Olivier Cohen, son éditeur en France

Évoquant la « Trilogie des confins » (De si jolis chevaux, 1992 ; Le Grand Passage, 1994 ; Des villes dans la plaine, 1998), l’ensemble romanesque couronné par le National Book Award qui a révélé au lectorat américain le romancier jusqu’alors confidentiel, un critique français a posé cette analyse d’une netteté lapidaire : « Parler de western à propos [de McCarthy] est aussi impropre que de qualifier Moby Dick d’histoire de pêche. »

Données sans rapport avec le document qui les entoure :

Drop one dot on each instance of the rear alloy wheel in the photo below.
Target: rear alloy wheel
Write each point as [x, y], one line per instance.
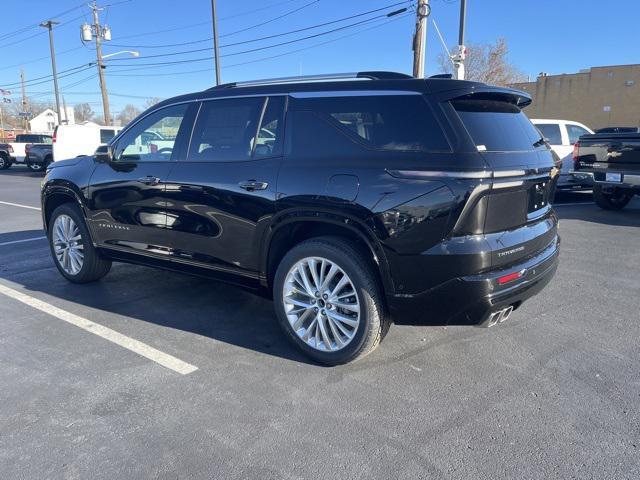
[328, 300]
[612, 199]
[74, 255]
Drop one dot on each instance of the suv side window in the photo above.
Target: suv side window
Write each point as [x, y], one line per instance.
[163, 125]
[551, 132]
[574, 132]
[237, 129]
[400, 122]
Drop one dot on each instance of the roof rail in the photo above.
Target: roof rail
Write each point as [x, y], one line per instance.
[381, 75]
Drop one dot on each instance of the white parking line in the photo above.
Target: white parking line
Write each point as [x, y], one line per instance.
[21, 241]
[131, 344]
[573, 204]
[19, 205]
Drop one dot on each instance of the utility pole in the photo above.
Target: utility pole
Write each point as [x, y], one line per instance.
[459, 57]
[420, 38]
[216, 53]
[99, 33]
[49, 25]
[25, 105]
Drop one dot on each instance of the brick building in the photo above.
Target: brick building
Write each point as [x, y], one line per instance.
[598, 96]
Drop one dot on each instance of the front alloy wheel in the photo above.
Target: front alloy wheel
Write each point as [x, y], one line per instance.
[329, 300]
[321, 304]
[68, 245]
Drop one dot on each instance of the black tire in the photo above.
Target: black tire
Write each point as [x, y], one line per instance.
[615, 199]
[4, 162]
[94, 267]
[374, 321]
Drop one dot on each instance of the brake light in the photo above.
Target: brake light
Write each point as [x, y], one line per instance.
[510, 277]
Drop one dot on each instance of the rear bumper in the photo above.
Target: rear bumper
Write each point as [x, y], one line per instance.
[471, 300]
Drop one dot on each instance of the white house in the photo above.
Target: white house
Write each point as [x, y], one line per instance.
[47, 120]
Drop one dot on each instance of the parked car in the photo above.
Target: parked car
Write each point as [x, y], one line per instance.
[17, 153]
[562, 135]
[618, 130]
[38, 156]
[612, 161]
[70, 141]
[380, 198]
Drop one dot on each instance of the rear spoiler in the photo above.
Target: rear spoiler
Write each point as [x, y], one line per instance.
[481, 91]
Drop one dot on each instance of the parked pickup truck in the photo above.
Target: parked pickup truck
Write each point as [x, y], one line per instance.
[38, 156]
[612, 160]
[16, 150]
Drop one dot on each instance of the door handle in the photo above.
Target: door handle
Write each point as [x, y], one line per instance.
[149, 180]
[251, 185]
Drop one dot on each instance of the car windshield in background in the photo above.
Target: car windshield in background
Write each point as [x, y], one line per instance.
[550, 132]
[497, 126]
[384, 122]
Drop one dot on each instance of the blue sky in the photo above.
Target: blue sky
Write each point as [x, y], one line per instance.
[555, 36]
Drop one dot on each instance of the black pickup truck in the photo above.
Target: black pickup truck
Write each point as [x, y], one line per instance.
[612, 160]
[38, 156]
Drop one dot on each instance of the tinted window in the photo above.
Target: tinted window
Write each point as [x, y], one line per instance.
[269, 138]
[496, 125]
[574, 132]
[106, 135]
[551, 132]
[383, 122]
[162, 125]
[226, 130]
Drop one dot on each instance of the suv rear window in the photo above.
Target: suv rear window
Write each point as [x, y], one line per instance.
[497, 126]
[383, 122]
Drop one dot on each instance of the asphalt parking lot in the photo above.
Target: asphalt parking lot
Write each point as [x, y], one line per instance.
[553, 393]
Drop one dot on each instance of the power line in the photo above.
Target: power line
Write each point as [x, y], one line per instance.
[402, 10]
[208, 22]
[393, 19]
[208, 39]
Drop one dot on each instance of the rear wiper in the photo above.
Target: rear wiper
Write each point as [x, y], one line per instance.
[539, 143]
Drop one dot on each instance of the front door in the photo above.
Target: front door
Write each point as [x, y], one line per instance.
[127, 195]
[222, 197]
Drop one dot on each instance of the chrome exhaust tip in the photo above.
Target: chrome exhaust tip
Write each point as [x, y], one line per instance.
[506, 313]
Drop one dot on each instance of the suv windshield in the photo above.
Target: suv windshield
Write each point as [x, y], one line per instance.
[497, 126]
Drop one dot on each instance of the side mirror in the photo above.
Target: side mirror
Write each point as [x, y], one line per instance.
[104, 154]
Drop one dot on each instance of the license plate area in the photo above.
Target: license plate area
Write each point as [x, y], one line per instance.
[613, 177]
[538, 196]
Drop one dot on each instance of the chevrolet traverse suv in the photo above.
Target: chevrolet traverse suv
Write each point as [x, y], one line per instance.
[353, 200]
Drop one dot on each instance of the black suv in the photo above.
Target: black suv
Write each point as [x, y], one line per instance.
[354, 201]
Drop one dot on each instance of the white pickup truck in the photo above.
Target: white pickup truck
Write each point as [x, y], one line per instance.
[16, 150]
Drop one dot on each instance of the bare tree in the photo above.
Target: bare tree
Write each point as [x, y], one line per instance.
[151, 102]
[83, 112]
[128, 113]
[487, 63]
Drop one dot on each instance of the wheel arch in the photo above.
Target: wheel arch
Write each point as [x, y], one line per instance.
[293, 229]
[53, 197]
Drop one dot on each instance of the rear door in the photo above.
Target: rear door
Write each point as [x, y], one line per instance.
[127, 208]
[222, 197]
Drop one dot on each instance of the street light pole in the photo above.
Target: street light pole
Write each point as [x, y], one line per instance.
[103, 84]
[216, 53]
[460, 56]
[49, 25]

Derrière l’hyperréalisme minutieux des descriptions, la violence extrême, souvent, des situations (dans Méridien de sang, No Country for Old Men et La Route, notamment), se dessine et se précise, de livre en livre, la parabole flagrante et étrangement magnétique d’un monde contemporain débordant de sauvagerie et même de perversité – un monde où le Mal ne le dispute même plus au Bien, savourant désormais son incontestable triomphe.

Cette noirceur assumée et revendiquée n’a pourtant pas empêché le triomphe mondial de La Route. Ce court roman apocalyptique, mettant en scène une humanité plus proche que jamais de l’extinction, « on peut le lire comme une fable sur la relation père-fils. Ou sur la fin du monde. Il est possible d’en avoir une lecture écologique, mais on peut aussi penser à la Shoah… C’est un peu comme Kafka : McCarthy est le révélateur d’une angoisse collective, à laquelle il a su donner une forme », expliquait dans Télérama son éditeur français, Olivier Cohen, fondateur des éditions de l’Olivier. Dans Le Passager, roman testamentaire désormais avéré, Cormac McCarthy a glissé l’hypothèse puissante et ténébreuse « d’un monde qui puise son essence dans le chagrin de ses créatures ». Un possible résumé de son œuvre tout entière.